L'Inde accélère le développement de ses importations de pétrole et de gaz en provenance des États-Unis, alors même que ledent Donald Trump continue d'imposer des sanctions commerciales au pays pour son attachement au pétrole brut russe.
Le ministre du Commerce, Piyush Goyal, a déclaré lors d'une escale à New York que l'Inde entendait approfondir ses échanges énergétiques avec Washington, qualifiant les États-Unis de « partenaire naturel » et affirmant que la stratégie énergétique du pays inclurait une présence américainetron. Ce voyage intervient alors que New Delhi tente d'obtenir de Donald Trump une réduction des droits de douane et la relance d'un accord commercial au point mort.
Cette volonté d'acheter davantage d'énergie américaine intervient quelques semaines seulement après que Trump a imposé des droits de douane de 50 % , accusant l'Inde de contribuer au financement de la guerre de Vladimir Poutine en Ukraine.
La Maison-Blanche affirme que le pétrole russe à prix réduit finance le conflit, et l'Inde, principal acheteur de pétrole brut russe transporté par voie maritime depuis le début de l'invasion, se trouve en position délicate. Goyal estime l'augmentation des importations américaines de pétrole contribuera à réduire le déficit commercial et à faire progresser les négociations.
Trump bloque les exportations et instaure des frais de visa tandis que l'Inde mise davantage sur l'énergie.
Les négociations commerciales semblaient s'être réchauffées après l'appel téléphonique de Trump au Premier ministre Narendra Modi pour lui souhaiter un joyeux anniversaire. Mais ce dégel a été de courte durée, car Washington a imposé des frais de visa de 100 000 dollars pour le programme H-1B, principalement utilisé par les travailleurs indiens du secteur technologique. Cette hausse des frais de visa a été très mal perçue, d'autant plus qu'elle intervenait en pleine période de matic .

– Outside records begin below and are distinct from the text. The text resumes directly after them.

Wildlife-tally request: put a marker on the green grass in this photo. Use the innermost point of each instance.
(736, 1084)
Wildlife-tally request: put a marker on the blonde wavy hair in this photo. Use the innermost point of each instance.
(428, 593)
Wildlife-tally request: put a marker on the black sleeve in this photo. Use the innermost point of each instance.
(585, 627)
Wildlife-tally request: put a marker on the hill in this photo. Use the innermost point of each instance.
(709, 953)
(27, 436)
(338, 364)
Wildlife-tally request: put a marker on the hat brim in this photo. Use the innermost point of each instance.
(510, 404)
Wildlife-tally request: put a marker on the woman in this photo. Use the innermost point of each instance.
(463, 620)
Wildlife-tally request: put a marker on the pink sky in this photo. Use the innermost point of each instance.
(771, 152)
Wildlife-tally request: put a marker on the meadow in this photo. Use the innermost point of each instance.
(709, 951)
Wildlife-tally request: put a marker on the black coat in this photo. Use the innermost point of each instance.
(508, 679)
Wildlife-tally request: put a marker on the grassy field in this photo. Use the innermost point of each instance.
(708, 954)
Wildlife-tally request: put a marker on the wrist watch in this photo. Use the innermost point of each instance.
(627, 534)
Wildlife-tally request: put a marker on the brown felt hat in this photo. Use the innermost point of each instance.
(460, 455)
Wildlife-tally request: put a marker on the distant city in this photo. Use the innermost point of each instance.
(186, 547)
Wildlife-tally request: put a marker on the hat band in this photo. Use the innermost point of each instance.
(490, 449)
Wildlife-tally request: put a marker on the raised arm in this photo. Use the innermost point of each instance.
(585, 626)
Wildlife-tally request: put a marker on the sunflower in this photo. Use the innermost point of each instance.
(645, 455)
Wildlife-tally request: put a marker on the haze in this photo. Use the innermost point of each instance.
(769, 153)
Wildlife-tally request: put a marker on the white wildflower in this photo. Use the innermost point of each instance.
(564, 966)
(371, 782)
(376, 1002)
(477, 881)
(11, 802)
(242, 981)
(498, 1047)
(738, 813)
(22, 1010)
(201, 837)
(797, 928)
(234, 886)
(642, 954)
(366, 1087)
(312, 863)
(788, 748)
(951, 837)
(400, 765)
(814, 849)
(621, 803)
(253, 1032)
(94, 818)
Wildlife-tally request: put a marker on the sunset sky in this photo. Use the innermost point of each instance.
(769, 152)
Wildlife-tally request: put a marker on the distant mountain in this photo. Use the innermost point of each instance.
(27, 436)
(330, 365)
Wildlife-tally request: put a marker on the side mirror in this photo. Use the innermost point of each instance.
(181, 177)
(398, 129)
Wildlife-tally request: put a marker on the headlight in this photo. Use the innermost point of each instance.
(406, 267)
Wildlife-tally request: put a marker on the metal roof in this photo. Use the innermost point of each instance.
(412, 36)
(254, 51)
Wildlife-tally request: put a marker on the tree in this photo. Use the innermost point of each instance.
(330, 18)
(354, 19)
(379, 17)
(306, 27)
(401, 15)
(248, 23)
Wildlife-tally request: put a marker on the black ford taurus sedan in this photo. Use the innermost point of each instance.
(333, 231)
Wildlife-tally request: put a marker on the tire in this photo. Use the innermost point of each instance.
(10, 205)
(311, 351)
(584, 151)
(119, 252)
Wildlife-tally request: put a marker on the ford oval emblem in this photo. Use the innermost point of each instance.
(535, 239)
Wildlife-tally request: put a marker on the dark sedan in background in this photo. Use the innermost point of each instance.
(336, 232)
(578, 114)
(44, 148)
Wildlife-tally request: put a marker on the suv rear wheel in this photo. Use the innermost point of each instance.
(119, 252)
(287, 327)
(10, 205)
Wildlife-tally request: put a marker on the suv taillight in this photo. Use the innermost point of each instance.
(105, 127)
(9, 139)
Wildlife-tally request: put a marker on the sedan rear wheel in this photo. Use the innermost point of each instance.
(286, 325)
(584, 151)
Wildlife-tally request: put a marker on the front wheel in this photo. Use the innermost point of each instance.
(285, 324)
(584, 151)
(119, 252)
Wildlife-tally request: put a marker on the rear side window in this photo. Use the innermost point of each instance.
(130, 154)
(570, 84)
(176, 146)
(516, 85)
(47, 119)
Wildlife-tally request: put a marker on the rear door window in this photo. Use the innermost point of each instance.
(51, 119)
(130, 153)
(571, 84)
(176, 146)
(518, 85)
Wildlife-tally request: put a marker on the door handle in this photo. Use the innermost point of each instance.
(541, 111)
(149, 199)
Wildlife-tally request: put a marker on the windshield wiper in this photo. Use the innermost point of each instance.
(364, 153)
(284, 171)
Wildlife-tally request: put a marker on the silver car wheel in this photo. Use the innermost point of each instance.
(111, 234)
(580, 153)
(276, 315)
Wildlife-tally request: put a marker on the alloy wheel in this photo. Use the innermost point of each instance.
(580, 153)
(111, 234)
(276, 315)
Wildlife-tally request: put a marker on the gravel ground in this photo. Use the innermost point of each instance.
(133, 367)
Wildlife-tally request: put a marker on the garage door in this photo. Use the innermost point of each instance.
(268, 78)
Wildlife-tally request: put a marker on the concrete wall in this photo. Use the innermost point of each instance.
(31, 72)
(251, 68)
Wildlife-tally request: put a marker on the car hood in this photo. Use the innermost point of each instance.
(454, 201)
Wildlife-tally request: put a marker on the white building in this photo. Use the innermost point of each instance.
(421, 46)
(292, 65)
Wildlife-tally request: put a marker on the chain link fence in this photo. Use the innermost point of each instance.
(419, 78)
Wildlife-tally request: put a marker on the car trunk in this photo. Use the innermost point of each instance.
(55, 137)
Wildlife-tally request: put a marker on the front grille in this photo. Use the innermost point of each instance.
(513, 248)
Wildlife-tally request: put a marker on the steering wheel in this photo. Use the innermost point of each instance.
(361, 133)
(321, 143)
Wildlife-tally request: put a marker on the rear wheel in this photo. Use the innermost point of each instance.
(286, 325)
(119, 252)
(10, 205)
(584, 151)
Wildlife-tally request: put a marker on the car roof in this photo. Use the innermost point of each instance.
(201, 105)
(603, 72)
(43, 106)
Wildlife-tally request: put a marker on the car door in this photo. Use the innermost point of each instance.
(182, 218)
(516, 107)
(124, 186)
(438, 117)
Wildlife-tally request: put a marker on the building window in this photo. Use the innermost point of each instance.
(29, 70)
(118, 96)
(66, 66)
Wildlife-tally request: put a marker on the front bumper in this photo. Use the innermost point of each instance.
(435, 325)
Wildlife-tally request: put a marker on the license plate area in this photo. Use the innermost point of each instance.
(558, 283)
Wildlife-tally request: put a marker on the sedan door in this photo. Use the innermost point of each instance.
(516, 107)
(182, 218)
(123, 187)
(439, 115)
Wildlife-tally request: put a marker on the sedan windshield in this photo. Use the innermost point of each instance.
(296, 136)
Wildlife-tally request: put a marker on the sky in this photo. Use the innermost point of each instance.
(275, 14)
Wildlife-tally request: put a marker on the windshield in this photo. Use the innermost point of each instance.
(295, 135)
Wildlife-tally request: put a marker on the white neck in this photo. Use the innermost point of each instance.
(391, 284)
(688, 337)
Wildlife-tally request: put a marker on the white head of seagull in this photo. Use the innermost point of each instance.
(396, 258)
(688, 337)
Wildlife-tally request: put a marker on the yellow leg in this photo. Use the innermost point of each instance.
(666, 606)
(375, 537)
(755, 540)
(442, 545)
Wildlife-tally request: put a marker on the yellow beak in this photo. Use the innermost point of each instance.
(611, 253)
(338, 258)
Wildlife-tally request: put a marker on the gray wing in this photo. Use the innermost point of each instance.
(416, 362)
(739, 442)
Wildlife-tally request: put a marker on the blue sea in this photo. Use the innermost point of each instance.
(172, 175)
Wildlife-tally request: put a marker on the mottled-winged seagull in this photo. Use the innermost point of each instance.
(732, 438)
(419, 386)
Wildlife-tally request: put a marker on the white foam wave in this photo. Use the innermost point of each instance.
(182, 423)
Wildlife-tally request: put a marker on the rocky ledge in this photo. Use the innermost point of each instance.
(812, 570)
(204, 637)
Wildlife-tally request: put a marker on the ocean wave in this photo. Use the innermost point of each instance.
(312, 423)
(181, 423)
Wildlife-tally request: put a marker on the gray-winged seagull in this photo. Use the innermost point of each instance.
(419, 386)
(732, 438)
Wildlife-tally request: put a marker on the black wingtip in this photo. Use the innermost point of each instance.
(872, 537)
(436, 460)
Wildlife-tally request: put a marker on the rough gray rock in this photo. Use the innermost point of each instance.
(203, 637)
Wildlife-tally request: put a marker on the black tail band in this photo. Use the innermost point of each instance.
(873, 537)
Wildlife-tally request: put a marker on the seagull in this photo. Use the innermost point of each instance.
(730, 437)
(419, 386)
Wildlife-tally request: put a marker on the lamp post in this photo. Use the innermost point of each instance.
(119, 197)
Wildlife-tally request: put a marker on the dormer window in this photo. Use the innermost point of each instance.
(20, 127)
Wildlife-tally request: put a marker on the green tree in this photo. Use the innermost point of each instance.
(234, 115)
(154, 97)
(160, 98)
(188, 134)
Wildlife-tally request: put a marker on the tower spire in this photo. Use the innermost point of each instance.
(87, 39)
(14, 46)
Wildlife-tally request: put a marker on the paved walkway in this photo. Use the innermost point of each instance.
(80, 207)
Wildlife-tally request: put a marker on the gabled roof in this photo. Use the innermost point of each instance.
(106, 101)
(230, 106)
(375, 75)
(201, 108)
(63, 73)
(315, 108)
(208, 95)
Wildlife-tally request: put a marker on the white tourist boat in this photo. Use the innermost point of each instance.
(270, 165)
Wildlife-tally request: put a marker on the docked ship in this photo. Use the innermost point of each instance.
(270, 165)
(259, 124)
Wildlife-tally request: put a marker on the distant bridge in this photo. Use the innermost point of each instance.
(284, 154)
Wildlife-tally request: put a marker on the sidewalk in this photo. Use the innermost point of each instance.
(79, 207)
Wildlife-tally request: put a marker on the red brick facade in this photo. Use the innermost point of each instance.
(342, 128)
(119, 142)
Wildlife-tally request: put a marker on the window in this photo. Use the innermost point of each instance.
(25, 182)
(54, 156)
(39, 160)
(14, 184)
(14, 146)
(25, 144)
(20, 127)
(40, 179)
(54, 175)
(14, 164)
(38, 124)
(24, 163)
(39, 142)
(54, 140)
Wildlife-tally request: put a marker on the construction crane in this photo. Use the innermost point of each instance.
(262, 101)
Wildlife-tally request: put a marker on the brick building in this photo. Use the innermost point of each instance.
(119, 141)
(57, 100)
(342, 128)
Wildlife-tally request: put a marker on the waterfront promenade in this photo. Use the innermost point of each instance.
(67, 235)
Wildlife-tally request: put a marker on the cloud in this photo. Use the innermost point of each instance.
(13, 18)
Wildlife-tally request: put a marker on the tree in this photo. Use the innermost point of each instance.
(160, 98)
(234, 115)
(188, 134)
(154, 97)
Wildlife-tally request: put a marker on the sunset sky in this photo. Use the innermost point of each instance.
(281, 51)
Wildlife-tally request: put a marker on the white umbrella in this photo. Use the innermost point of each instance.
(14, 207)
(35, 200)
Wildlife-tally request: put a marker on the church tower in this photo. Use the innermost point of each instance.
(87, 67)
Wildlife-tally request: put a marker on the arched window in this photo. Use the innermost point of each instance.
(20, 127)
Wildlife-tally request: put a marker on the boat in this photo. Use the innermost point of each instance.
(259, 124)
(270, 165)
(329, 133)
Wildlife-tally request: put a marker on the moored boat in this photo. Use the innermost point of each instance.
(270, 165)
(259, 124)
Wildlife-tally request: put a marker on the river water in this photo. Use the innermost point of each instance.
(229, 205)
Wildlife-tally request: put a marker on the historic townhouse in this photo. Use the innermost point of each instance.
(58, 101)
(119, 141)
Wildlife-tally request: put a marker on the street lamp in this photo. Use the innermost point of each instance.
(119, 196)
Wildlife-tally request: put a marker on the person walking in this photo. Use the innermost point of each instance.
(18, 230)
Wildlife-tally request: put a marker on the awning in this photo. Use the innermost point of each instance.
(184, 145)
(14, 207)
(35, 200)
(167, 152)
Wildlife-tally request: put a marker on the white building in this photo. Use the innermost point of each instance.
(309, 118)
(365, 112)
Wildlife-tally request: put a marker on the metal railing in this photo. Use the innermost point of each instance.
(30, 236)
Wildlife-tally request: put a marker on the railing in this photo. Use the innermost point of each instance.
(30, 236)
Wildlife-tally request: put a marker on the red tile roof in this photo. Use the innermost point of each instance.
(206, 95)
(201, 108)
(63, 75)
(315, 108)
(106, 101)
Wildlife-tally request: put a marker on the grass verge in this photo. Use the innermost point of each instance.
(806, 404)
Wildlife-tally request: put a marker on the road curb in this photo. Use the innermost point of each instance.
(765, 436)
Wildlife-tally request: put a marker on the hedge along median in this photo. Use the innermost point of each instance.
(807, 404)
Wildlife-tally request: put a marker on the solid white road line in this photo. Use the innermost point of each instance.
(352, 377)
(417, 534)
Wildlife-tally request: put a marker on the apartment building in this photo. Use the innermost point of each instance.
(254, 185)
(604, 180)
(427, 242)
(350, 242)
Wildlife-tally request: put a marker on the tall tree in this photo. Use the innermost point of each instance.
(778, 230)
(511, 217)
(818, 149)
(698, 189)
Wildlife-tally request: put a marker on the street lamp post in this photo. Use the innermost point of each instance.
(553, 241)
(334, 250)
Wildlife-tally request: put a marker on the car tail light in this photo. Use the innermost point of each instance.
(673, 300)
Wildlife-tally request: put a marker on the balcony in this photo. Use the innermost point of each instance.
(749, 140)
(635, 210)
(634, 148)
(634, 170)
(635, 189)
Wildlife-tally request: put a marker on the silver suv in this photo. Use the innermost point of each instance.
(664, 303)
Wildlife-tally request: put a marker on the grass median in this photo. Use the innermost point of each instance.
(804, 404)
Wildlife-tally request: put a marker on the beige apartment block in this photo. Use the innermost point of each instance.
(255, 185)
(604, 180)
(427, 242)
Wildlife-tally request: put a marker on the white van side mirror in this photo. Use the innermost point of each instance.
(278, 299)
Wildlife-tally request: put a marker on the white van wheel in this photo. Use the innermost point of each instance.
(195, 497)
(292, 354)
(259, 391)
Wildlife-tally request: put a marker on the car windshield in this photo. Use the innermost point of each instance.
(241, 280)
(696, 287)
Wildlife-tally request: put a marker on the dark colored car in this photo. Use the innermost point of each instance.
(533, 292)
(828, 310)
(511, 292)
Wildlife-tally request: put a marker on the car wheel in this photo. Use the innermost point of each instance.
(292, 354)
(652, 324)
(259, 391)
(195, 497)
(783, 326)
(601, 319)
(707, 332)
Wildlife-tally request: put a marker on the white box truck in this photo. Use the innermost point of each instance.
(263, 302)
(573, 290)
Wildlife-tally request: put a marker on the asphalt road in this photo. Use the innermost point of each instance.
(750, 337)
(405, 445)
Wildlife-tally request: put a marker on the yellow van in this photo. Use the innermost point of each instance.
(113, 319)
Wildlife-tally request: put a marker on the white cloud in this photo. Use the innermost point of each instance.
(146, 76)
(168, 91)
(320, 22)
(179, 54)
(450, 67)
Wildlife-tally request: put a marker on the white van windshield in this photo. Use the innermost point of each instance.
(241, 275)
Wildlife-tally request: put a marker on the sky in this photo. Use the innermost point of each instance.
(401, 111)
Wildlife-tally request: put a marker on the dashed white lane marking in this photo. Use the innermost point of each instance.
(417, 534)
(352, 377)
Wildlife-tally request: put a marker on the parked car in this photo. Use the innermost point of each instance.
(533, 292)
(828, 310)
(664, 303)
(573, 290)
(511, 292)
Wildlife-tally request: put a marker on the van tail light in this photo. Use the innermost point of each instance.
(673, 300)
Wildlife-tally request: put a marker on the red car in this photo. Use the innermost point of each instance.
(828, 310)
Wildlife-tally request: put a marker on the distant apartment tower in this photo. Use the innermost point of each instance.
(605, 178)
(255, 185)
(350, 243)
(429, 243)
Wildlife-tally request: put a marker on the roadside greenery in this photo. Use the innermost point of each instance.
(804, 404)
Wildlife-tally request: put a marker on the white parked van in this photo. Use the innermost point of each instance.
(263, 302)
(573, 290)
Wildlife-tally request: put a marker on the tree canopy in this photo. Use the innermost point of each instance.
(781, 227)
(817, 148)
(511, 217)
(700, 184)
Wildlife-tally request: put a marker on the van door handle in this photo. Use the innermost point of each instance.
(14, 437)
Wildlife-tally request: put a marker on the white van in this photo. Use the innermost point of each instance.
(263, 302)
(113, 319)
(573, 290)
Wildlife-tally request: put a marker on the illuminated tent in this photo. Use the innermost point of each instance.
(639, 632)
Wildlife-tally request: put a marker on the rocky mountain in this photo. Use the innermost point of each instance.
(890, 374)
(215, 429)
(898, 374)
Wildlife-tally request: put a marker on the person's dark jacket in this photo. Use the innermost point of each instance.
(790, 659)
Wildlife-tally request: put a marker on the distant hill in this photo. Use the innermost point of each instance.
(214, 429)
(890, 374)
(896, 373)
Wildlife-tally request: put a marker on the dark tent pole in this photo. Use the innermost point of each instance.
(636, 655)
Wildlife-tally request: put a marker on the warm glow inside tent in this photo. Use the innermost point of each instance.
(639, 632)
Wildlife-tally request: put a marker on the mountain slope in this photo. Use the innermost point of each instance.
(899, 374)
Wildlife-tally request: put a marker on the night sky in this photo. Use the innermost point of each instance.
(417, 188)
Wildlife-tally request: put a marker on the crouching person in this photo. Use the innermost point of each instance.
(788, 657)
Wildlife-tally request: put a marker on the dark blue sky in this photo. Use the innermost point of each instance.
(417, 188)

Goyal a insisté sur le rôle de l'énergie, affirmant que les États-Unis ont un rôle crucial à jouer pour aider l'Inde à réduire sa dépendance à une source d'énergie unique et à stabiliser son approvisionnement. Face à une demande de pétrole toujours en forte hausse, New Delhi s'efforce de concilier stratégie à long terme et impératifs de survie à court terme, en tirant parti des rabais russes et de ses liens avec les États-Unis pour conserver son avantage concurrentiel.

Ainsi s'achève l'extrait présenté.